Active in the Chicago innovation community as a teacher, advisor, and mentor, Amy is an Adjunct Professor at Northwestern University’s Segal Design Institute, where she lectures on design research and serves as a faculty advisor in the dual-degree MMM program (where students earn both an MBA and an M.S. in Design Innovation), as well as the Engineering, Design, and Innovation program. She serves as the Design Researcher in Residence at MATTER, the Chicago health-tech incubator, where she mentors and advises start-up teams and is a Mentor in the Chicago Innovation Mentor Network, also based at MATTER.

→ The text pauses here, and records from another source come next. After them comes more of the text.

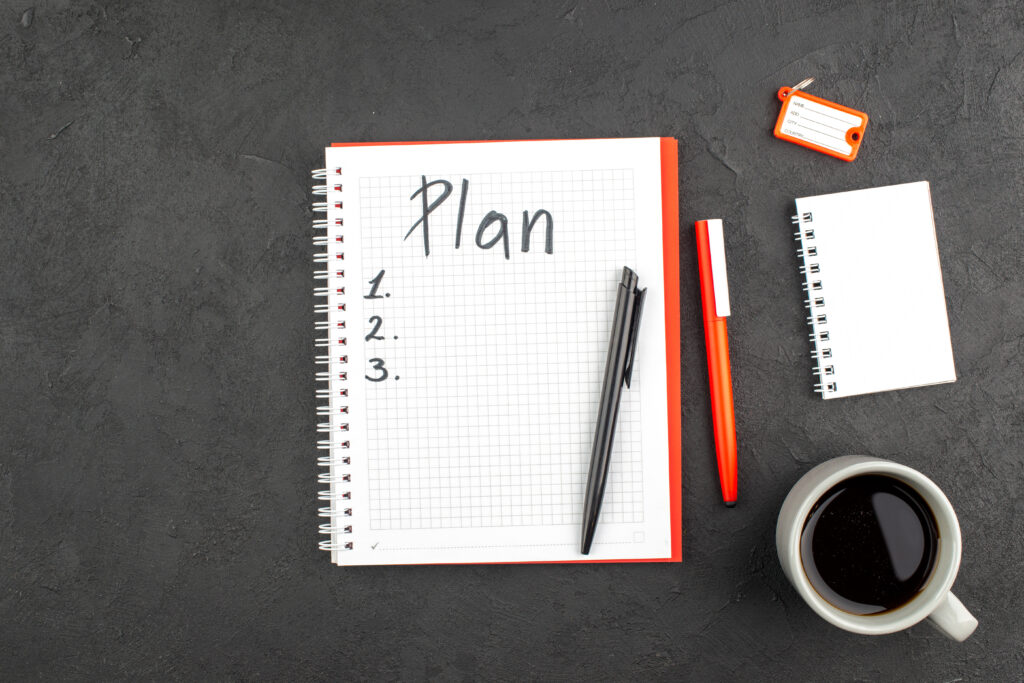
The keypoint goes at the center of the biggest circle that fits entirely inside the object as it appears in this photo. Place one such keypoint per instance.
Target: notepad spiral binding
(814, 302)
(332, 371)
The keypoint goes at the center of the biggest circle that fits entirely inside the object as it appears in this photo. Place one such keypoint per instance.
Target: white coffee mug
(934, 601)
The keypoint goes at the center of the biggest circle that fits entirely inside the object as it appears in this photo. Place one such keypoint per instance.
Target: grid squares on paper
(495, 365)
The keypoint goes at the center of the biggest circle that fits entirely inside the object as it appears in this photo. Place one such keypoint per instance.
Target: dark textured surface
(157, 469)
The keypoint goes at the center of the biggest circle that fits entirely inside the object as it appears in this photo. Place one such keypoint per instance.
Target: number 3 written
(378, 365)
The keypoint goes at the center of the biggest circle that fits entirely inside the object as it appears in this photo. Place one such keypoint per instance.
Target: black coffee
(869, 544)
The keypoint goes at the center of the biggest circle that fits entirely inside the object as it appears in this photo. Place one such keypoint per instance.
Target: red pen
(715, 301)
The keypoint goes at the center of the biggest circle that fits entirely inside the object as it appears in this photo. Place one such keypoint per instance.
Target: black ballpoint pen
(617, 370)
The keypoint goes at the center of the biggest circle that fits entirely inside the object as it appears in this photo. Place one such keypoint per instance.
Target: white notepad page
(879, 290)
(476, 445)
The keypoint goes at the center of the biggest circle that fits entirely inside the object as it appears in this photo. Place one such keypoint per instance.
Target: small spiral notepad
(875, 296)
(465, 298)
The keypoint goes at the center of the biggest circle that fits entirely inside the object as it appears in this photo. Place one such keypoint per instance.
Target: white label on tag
(818, 124)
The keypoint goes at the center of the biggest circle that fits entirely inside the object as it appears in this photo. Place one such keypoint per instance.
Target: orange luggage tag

Amy has broad expertise in Human-Centered Design and innovation, and a particularly deep expertise in the health domain. Because she has worked closely with everyone from consumers, patients, and their families, to providers and their care teams, to pharmacists, pharmaceutical companies, and payers, she has an empathic, holistic understanding of the entire modern healthcare ecosystem and the needs, desires, fears, and real-life contexts of a multitude of stakeholders. Some current challenges in healthcare that Amy is passionate about solving include: how to bring human-centered design thinking to big, systemic health and wellness problems and how to support behavior change and adherence using new technologies.
An engaging speaker, Amy has been invited to share her thoughts on a variety of topics including strategies for transforming healthcare and empowering patients, the power of analogy in design, and humanizing medicine to the IHI Forum, ESOMAR Global Healthcare Conference, Academy Health Annual Research Meeting, Lurie Children’s Hospital, Northwestern Feinberg School of Medicine, Rush University Medical Center, and MATTER, among other venues. She has lectured on design research and behavior change and adherence at Yale, University of Michigan, and the Association for the Advancement of Medical Instrumentation.
Amy holds a PhD degree in cognitive psychology from Yale University and a BA in psychology from Columbia University.